Background: Medical crowdfunding is increasingly used to finance personal healthcare costs in Canada (CAN), United Kingdom (UK), and United States (US) despite major differences in their healthcare systems. Yet, it lacks comparative descriptive research to guide policy changes that can promote equitable and accessible healthcare.
Methods: We conducted a cross-sectional analysis of Canadian, British, and American campaigns between February 2018 and March 2019 on the GoFundMe platform (n=3,396). We extracted and manually reviewed variables from campaigns on each country's GoFundMe discovery webpage, explored campaign characteristics, and compared each country's campaign demographics to its respective national census. We fit multivariate linear regression models for funds raised for the cohort and for each country.
Results: We examined 1,091 Canadian, 1,082 British, and 1,223 American campaigns. US campaigns (median [IQR] $38,204 [$31,200 to $52,123]) raised more funds than those in CAN ($12,662 [$9,377 to $19,251]) and the UK ($6,285 [$4,028 to $12,348]).
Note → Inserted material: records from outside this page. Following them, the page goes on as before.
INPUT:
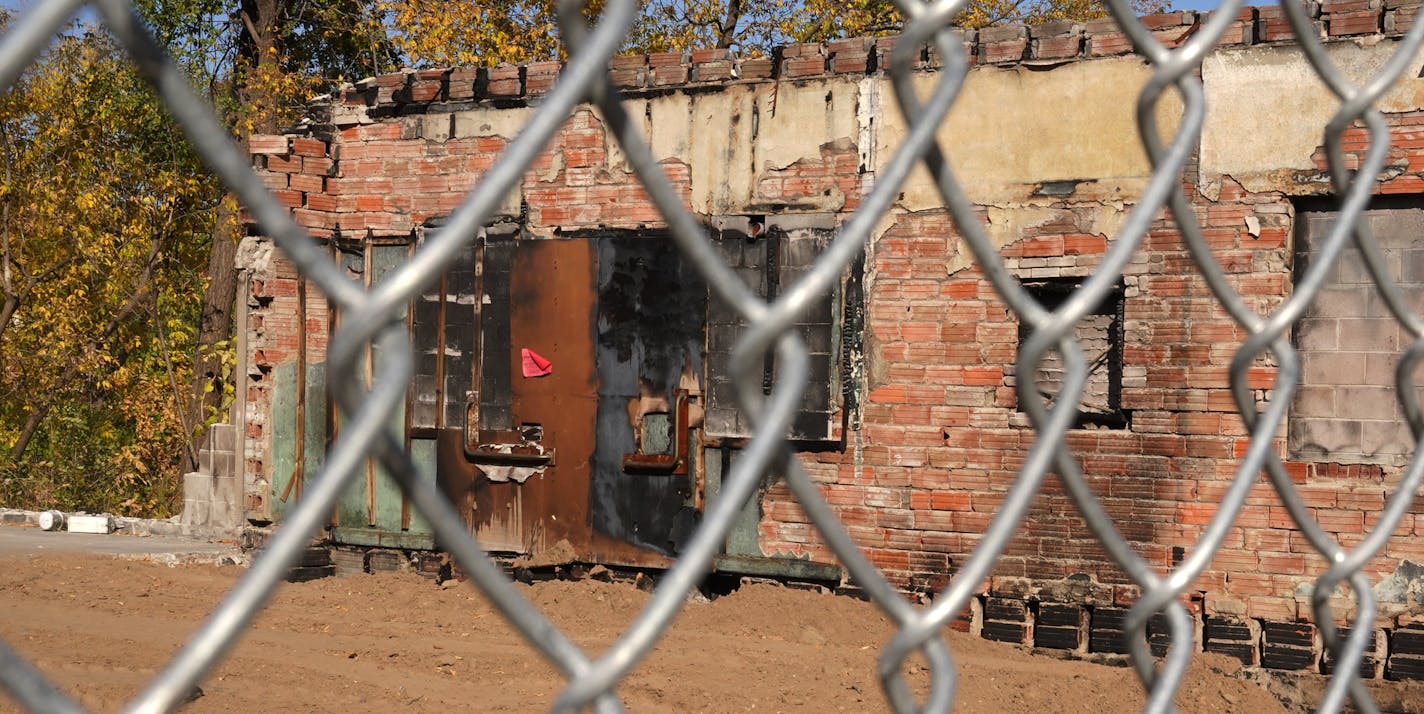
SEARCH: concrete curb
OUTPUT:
[0,509,244,540]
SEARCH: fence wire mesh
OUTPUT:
[0,0,1424,713]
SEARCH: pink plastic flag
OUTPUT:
[520,348,554,376]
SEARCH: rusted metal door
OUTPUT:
[413,232,706,564]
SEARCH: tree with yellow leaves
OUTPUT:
[0,30,219,513]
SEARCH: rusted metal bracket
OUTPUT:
[624,389,688,476]
[466,443,554,469]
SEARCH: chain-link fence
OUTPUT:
[0,0,1424,711]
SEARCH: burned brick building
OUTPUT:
[206,0,1424,677]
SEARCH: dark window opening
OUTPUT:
[705,217,863,446]
[1018,278,1132,429]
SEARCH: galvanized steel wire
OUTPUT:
[0,0,1424,713]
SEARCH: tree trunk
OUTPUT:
[182,201,238,473]
[182,0,285,473]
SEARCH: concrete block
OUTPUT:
[67,516,114,533]
[208,423,238,452]
[182,472,212,502]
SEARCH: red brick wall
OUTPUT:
[236,3,1424,672]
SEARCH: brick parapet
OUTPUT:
[329,0,1421,114]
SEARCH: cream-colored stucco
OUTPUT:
[686,86,756,215]
[756,78,860,171]
[451,107,534,215]
[876,58,1180,211]
[1202,41,1424,198]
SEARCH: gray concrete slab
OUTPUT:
[0,524,241,562]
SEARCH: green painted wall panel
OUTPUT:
[268,362,296,520]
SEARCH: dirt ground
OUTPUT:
[0,554,1283,714]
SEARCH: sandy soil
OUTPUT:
[0,556,1283,714]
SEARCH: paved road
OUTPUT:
[0,524,238,557]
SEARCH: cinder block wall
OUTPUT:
[242,0,1424,676]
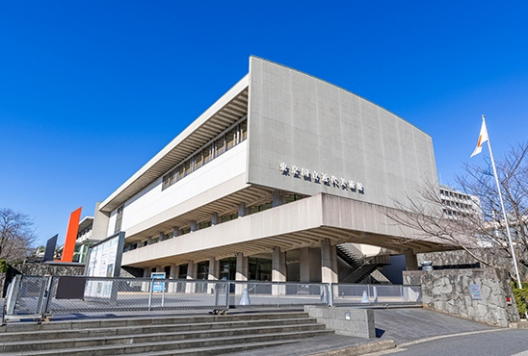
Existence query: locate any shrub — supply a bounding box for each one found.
[0,260,8,273]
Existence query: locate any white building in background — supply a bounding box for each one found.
[440,185,482,219]
[88,57,444,282]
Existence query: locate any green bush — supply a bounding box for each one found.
[511,282,528,318]
[0,260,8,273]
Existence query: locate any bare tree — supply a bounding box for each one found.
[389,142,528,278]
[0,208,35,262]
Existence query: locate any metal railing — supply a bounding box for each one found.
[0,275,421,320]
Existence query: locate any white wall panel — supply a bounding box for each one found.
[119,141,247,231]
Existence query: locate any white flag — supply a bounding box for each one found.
[470,120,488,158]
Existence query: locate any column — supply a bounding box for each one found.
[211,213,220,226]
[403,248,418,271]
[141,268,152,292]
[235,252,249,294]
[168,263,180,293]
[207,256,220,294]
[172,226,181,237]
[185,261,198,293]
[238,203,247,218]
[271,190,286,208]
[271,246,286,295]
[321,239,338,283]
[299,247,321,282]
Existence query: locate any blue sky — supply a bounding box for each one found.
[0,0,528,248]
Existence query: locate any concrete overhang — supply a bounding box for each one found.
[99,75,249,213]
[79,216,93,232]
[122,194,452,267]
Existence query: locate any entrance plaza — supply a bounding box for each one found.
[88,57,446,283]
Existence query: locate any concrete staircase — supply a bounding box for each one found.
[0,312,333,356]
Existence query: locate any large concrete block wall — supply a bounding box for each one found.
[304,305,376,339]
[248,57,437,207]
[403,268,519,328]
[416,248,528,279]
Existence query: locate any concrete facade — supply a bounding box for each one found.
[403,268,519,328]
[89,57,445,282]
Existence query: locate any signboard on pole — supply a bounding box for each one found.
[84,231,125,300]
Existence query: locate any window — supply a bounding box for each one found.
[226,127,237,150]
[215,136,226,157]
[162,118,247,189]
[194,151,203,169]
[114,205,124,234]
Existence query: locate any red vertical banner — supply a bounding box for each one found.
[61,207,82,262]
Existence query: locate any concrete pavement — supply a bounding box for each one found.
[225,308,495,356]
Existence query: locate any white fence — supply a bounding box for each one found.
[4,275,421,320]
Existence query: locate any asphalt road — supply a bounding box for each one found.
[369,329,528,356]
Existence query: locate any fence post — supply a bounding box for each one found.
[148,279,153,311]
[4,274,23,318]
[40,276,55,320]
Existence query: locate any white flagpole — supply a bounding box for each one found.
[482,115,522,289]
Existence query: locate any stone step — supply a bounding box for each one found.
[0,311,308,334]
[2,329,333,356]
[0,324,325,352]
[0,317,316,343]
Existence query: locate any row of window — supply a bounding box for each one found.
[162,118,247,189]
[440,189,471,201]
[442,199,473,210]
[124,194,305,252]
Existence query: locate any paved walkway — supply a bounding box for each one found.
[226,308,494,356]
[2,308,502,356]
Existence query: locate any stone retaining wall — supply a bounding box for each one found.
[403,268,519,327]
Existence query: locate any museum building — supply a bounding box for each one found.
[92,57,442,282]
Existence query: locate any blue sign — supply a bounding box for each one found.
[150,272,165,292]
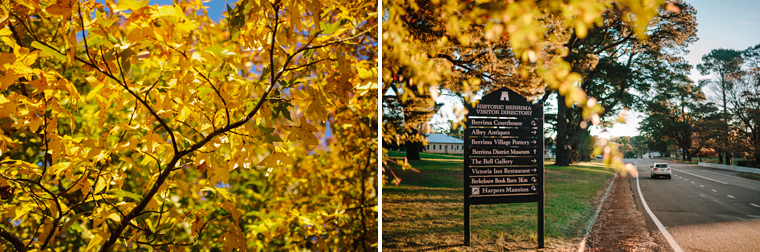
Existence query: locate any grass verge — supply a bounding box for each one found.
[739,172,760,181]
[382,152,614,251]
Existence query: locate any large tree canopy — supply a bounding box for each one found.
[0,0,378,251]
[381,0,678,175]
[547,1,697,165]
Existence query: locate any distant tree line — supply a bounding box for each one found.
[639,44,760,166]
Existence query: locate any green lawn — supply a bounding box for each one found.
[383,152,614,250]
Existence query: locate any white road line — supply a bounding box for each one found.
[634,163,683,252]
[699,170,736,178]
[673,169,728,185]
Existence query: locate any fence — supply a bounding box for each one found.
[699,162,760,174]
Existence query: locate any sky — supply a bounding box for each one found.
[434,0,760,137]
[149,0,237,22]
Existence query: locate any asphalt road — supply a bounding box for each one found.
[625,159,760,251]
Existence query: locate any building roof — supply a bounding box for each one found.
[425,133,464,144]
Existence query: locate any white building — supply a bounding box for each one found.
[425,133,464,154]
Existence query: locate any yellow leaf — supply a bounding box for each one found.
[113,0,148,12]
[153,5,185,18]
[222,200,242,225]
[29,115,42,132]
[50,162,71,177]
[259,152,293,167]
[0,69,23,90]
[45,0,73,19]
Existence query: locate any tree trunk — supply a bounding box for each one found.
[683,149,691,162]
[554,95,571,166]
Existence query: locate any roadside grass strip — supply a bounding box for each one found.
[382,152,614,251]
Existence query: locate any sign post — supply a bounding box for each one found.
[464,88,544,248]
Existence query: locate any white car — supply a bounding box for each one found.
[650,163,671,179]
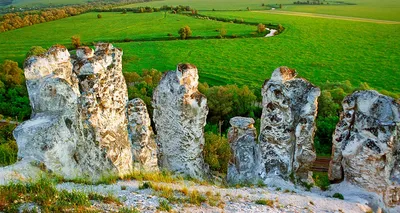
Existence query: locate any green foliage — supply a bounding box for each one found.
[118,207,140,213]
[199,83,257,127]
[71,35,82,49]
[0,139,18,167]
[158,199,172,212]
[313,172,331,191]
[178,25,192,40]
[88,192,122,205]
[203,132,231,174]
[314,116,339,156]
[219,28,227,38]
[26,46,47,58]
[0,178,90,212]
[139,182,153,190]
[123,69,162,118]
[332,193,344,200]
[0,60,24,87]
[0,60,31,119]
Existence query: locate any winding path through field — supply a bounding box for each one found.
[251,10,400,24]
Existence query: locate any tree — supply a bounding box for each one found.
[71,35,81,48]
[203,132,231,173]
[26,46,47,58]
[0,60,24,87]
[178,26,192,39]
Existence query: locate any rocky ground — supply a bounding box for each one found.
[57,180,372,213]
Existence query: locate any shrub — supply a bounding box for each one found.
[71,35,81,48]
[178,26,192,39]
[313,172,331,191]
[203,132,231,173]
[332,193,344,200]
[158,200,172,212]
[139,182,153,190]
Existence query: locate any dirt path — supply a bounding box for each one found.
[251,10,400,24]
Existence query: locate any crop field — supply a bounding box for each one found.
[117,0,270,10]
[118,12,400,93]
[0,0,400,93]
[0,13,255,63]
[122,0,400,21]
[0,0,87,7]
[283,0,400,21]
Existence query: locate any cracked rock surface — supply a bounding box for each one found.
[259,67,321,182]
[329,90,400,206]
[153,64,209,179]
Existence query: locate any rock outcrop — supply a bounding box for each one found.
[127,98,158,171]
[153,64,208,179]
[329,91,400,206]
[227,117,264,184]
[259,67,321,182]
[14,44,132,180]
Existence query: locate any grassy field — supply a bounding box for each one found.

Female (38.4% of campaigns vs. 50.9% of US census; p<0.001) and black (5.3% of campaigns vs. 13.4% of US census; p<0.001) beneficiaries were underrepresented in US campaigns. In the full cohort, blacks raised $4,007 less (95% confidence interval [CI] -$6,913 to -$1,101; p=0.007) and males raised $1,742 more (95% CI $583 to $2,901; p=0.003) per campaign. Cancer was the most common diagnosis represented overall (54.5%). Across all diagnoses, campaigns primarily for routine treatment expenses were three times more common in the United States compared to Canada and the United Kingdom (CAN 21.9% vs. UK 26.6% vs. US 77.9%; p<0.001). However, campaigns with routine care were less successful overall, raising $4,589 less per campaign (CI -$6,429 to -$2,749; p<0.001). Campaigns primarily for alternative treatment expenses were nearly five times as common for cancer (24%) than for non-cancer (5%) diagnoses.
Discussion: The trends observed suggest that there are important gaps in healthcare provision in all of the countries examined across a wide range of diagnoses. Although medical crowdfunding has the potential to provide short-term relief from medical financial burden for a privileged subset of patients, it may carry wider-reaching adverse societal effects including the promotion of racial and gender disparities in healthcare. Further work is needed to inform policy changes that promote equitable and accessible healthcare through this practice.